Sebut saja, Singapura bisa bertahan di posisi pertama. Malaysia ada pada peringkat 18, Thailand di peringkat 46 dan Vietnam mampu mencapai peringkat 78.

"Ini menjadi sangat penting karena kalau kami bandingkan dengan negara sekitar kita, makin lama makin jauh tertinggal. Meski harus diakui perbaikan itu ada di Indonesia," papar Darmin.

Investor juga mau tidak mau akan terpengaruh. Sebab sebelum meletakkan dananya pada suatu negara, pasti akan melihat reputasi dari negara tersebut.

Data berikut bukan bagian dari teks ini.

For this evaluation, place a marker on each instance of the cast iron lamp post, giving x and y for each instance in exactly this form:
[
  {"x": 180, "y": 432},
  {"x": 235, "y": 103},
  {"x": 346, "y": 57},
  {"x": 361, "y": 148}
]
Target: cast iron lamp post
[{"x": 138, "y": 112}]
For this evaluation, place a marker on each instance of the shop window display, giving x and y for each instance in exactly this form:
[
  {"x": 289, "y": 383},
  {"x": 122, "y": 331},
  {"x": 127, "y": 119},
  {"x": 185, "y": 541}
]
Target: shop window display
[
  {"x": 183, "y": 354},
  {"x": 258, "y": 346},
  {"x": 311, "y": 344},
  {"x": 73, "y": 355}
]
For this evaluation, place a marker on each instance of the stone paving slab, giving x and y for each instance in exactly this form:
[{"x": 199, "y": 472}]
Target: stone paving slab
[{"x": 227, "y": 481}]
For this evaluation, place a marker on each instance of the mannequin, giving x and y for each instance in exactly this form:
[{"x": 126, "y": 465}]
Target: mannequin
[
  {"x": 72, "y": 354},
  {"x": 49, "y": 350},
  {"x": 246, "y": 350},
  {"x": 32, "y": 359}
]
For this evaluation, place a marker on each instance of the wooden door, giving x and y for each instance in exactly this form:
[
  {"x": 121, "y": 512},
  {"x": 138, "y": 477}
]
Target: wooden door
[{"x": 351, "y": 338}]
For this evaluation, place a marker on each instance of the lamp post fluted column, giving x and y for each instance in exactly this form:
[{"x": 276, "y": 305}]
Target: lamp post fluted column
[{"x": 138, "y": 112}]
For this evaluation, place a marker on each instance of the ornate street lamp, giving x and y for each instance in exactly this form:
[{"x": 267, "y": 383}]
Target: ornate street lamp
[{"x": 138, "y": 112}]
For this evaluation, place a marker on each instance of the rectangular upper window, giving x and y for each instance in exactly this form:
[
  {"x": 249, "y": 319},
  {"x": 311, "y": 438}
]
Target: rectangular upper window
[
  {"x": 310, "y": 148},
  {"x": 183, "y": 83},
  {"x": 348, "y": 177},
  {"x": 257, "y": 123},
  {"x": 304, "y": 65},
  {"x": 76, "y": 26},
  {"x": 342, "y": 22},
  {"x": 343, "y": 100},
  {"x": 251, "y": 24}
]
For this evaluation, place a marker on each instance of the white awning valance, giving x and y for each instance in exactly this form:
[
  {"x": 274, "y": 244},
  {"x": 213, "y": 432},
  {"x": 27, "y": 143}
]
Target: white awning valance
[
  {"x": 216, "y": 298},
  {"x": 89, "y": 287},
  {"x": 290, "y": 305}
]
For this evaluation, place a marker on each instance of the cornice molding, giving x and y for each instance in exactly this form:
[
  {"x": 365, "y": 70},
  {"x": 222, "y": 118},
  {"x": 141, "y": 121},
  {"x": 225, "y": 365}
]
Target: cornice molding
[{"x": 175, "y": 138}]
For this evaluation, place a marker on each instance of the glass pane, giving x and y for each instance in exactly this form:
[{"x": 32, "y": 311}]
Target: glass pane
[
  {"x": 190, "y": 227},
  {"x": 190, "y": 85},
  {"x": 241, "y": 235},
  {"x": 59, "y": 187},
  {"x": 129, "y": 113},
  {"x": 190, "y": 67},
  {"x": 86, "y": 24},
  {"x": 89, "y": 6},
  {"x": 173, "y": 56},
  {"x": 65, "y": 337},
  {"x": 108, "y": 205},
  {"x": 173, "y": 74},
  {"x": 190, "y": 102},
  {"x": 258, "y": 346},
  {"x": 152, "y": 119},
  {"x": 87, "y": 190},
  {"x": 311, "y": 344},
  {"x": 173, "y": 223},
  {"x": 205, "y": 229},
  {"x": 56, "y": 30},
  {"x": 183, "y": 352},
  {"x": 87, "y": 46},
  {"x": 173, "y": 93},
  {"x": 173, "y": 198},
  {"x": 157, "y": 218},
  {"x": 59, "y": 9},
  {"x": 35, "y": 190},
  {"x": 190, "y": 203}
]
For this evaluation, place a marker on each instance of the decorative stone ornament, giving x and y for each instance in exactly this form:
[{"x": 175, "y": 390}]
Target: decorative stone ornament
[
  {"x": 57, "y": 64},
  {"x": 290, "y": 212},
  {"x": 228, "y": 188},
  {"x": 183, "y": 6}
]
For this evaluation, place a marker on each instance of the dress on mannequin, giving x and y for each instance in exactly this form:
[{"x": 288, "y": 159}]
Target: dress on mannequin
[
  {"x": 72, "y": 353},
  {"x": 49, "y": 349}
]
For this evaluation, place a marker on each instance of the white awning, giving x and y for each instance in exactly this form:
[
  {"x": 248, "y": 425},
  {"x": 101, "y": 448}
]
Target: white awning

"Para investor pasti terpengaruh dengan ranking kita itu. Karena pasti dilihat Indonesia dengan negara-negara lain bagaimana," ungkap mantan Gubernur Bank Indonesia (BI) tersebut.

Banyak aspek yang terangkum dalam kemudahan berusaha. Maka dari itu dalam beberapa waktu terakhir sering dilakukan rapat koordinasi tentang hal tersebut. Fokus pertama pemerintah adalah dari sisi perizinan dan birokrasi.

"Ini persoalan yang terbanyak baik pemerintah pusat dan daerah," imbuhnya.

Selanjutnya adalah persoalan hukum yang menyangkut dengan memulai usaha hingga kalau terjadi perselisihan dan berujung ke meja hijau. Termasuk juga ketika perusahaan yang dibangun kemudian gagal.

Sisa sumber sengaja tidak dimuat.